Trying to educate people about the dangers of alcohol overuse is a noble goal. But implying that a woman is asking for rape when she drinks too much? Not so noble. When National Health Service England released a set of "Know Your Limits" posters sending that message between 2005 and 2007, plenty of Brits (and feminists worldwide) were upset, especially since the campaign is still present in plenty of doctors' offices throughout the U.K. Although NHS England refused to apologize or remove the posters, one pissed-off blogger recently decided to alter the text of the offensive image — and her version sends a much better and more honest message.

Agitation over the campaign's implications came to a head a few weeks ago, when Cambridge University student Jack May began a Change.org petition to have the offending posters removed from NHS locations. According to May, the poster's real message is that women who drink are then responsible for any rape or sexual assault they may experience. I quite agree: Although the poster is likely intended to protect women, it goes about that in entirely the wrong way by placing the blame on the victim rather than the perpetrator (the one who, you know, decides to commit a rape). Here's the original poster:

"Implicating victims in their own rape is completely unacceptable — rape is always the fault of the perpetrator, and no matter what/whether the victim has been drinking, what they are wearing, what the perpetrator thinks may have been implied, rape is never their fault," May told HuffPost UK.

What sends an even stronger message than the petition is a "redesign" of the poster by blogger Jessica Devonport.

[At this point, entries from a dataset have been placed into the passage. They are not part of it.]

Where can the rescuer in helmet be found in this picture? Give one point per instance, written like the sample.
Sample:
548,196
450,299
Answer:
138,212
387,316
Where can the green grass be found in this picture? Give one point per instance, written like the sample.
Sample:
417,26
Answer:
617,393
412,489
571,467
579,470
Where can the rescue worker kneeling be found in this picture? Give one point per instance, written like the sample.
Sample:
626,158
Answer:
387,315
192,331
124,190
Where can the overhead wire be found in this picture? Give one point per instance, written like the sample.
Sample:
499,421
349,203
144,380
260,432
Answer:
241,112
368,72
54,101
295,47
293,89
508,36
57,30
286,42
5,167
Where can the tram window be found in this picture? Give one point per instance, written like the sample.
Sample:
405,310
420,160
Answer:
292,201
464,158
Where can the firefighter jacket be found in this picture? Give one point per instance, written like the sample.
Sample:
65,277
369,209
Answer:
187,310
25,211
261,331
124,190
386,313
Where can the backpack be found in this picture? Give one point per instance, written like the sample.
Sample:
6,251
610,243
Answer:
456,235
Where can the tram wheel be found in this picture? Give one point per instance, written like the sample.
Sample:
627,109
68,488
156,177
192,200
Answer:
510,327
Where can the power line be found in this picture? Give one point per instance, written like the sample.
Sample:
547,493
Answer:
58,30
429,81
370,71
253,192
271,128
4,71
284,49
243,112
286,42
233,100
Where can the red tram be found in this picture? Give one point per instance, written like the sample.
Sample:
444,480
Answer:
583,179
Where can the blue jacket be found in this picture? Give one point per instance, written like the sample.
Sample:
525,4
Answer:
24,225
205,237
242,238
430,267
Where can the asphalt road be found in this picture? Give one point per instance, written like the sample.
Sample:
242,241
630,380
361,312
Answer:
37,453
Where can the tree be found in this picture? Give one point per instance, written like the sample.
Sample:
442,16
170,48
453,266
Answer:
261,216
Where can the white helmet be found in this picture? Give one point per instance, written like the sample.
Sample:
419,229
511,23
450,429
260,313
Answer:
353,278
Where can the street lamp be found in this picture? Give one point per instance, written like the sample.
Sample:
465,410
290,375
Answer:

Angered by a government institution's willingness to spread the wrong idea about alcohol-related rapes in a culture already steeped in serious misinformation regarding violence against women (one only has to look at the case of rape survivor Jada or ESPN's Stephen A. Smith's statements about domestic violence for that to be obvious), Devonport responded with the following:

Devonport's clever and timely statement places the blame where it really belongs: at the feet of the rapist rather than the victim. "The central message [of the original] is that if a woman has been drinking, she is somewhat responsible for anything that might happen to her. Pretty f***ing offensive, right?" Devonport wrote on her blog. Responses across social media have been overwhelmingly positive, but due to some rape apologist-laced ones, Devonport wrote a post detailing the reasons why the original poster was harmful. Here are a few of them:

  • The campaign is using the threat of rape to prevent alcohol abuse, rather than providing useful and helpful information.
  • It's not as if women are unaware of the risks of drinking. However, the poster implies that it's squarely on the woman to avoid getting raped when drinking.
  • Although rape is an issue that affects both men and women, the poster was clearly aimed only at women.

The rest of Devonport's defense is worth reading, so I recommend giving it a few minutes of your time. I, for one, hope that both her work and Jack May's petition will be enough to make NHS England recognize that putting the onus of the problem on the victim does not a good public health campaign make.